Interpretive Summary: The orange blossom wheat midge is the most important insect pest of wheat in western Canada and is an important pest of wheat in northern Europe, Russia and China. It is an emerging pest of wheat on the north-central plains of the United States with the potential of causing increased yield loss in wheat across the central plains of the United States. Alternate hosts of the pest include barley and rye. Larvae of the pest destroy the developing kernels in the wheat head. Additionally, damaged kernels can affect the baking quality of flour. To date, the only effective means of control of this pest has been insecticide applications. Recently, an effective gene for resistance has been characterized and is being incorporated into wheat cultivars in Canada. However, since only one gene for resistance has been identified there is concern about the development of biotypes of the pest capable of surviving on resistant wheat. We have identified a 'jumping gene' in the orange blossom wheat midge that is capable of moving from one position to another on the DNA of the pest. Knowledge about this jumping gene will help scientists develop molecular tools to manipulate genes in the pest as well as to locate genes on the DNA of the pest. Such jumping genes can also cause changes in the DNA of the pest that can lead to the evolution of virulent biotypes of the pest that can overcome formally resistant wheat. These studies will help scientists devise innovative methods for developing durable resistant wheat to prevent yield loss and the agricultural community will benefit from improved pest control that increases yield and quality without increasing costs.

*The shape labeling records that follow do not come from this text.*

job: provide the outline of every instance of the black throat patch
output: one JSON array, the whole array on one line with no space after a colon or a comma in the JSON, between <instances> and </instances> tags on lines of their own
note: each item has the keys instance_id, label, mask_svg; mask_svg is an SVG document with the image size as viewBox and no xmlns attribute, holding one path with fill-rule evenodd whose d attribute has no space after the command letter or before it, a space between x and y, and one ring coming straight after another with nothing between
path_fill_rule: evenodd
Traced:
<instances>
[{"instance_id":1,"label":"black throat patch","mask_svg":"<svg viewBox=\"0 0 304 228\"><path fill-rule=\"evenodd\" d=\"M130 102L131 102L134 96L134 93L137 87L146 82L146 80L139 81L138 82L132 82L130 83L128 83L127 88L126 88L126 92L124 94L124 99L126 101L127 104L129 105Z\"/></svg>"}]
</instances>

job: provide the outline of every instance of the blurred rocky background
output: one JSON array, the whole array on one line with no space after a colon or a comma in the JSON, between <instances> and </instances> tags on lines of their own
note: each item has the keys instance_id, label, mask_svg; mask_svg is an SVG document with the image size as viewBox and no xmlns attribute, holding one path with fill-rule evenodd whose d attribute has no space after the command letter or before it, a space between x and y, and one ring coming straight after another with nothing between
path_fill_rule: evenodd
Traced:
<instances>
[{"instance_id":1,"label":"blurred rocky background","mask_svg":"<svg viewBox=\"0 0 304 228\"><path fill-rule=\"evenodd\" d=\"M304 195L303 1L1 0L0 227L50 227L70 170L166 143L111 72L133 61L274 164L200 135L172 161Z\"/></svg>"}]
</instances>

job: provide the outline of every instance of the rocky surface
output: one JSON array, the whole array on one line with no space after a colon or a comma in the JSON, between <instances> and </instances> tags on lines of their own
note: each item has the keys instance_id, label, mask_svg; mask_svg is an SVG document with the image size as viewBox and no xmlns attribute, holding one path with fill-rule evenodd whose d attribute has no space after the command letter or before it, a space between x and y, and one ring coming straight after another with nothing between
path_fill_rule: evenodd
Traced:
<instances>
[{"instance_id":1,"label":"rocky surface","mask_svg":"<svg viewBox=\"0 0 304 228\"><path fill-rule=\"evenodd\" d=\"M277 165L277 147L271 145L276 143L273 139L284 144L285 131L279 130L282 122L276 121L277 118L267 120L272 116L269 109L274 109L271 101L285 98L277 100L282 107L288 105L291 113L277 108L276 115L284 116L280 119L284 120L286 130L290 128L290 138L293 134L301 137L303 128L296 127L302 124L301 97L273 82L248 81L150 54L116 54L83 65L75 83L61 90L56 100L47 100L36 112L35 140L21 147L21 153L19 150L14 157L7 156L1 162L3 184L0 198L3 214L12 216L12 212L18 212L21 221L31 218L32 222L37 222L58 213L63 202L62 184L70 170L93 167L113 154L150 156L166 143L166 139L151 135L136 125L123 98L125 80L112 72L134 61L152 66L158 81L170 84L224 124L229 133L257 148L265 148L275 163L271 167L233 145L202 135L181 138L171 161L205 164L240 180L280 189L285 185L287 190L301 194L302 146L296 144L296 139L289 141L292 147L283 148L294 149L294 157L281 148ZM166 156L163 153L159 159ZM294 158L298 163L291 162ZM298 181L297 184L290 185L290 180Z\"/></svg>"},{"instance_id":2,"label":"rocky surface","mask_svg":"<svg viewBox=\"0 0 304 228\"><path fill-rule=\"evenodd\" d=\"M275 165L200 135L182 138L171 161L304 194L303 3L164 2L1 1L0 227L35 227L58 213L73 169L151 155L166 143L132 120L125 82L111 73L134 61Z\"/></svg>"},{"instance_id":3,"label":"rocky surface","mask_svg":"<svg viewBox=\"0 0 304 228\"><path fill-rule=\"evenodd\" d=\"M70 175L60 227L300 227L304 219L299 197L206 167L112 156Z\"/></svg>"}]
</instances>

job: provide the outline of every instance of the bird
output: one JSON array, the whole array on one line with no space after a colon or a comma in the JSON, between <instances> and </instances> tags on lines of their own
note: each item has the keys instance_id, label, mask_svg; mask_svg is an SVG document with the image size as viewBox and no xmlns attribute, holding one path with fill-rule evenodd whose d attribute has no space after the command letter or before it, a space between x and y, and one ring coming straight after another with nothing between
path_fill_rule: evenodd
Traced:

Technical Abstract: Mariner-like element sequences were recovered from the genome of the orange blossom wheat midge, Sitodiplosis mosellana (GĂ©hin), with degenerate PCR primers designed to conserved regions of mariner transposases. The deduced amino acid sequences for the mariner-like transposases from S. mosellana showed 67% to 78% identity with the peptide sequences of other mariner transposases. A phylogenetic analysis revealed the mariner-like elements from S. mosellana grouped in the mauritiana subfamily of mariner elements. Results from Southern gel blot analysis suggested mariner-like elements are at a moderate copy number in the genome of S. mosellana. Results have importance in selection of a transposon-based system for manipulation of the S. mosellana genome as well as in mapping genes and in possible genome re-modeling and development of virulent biotypes of the pest that can overcome resistant wheat.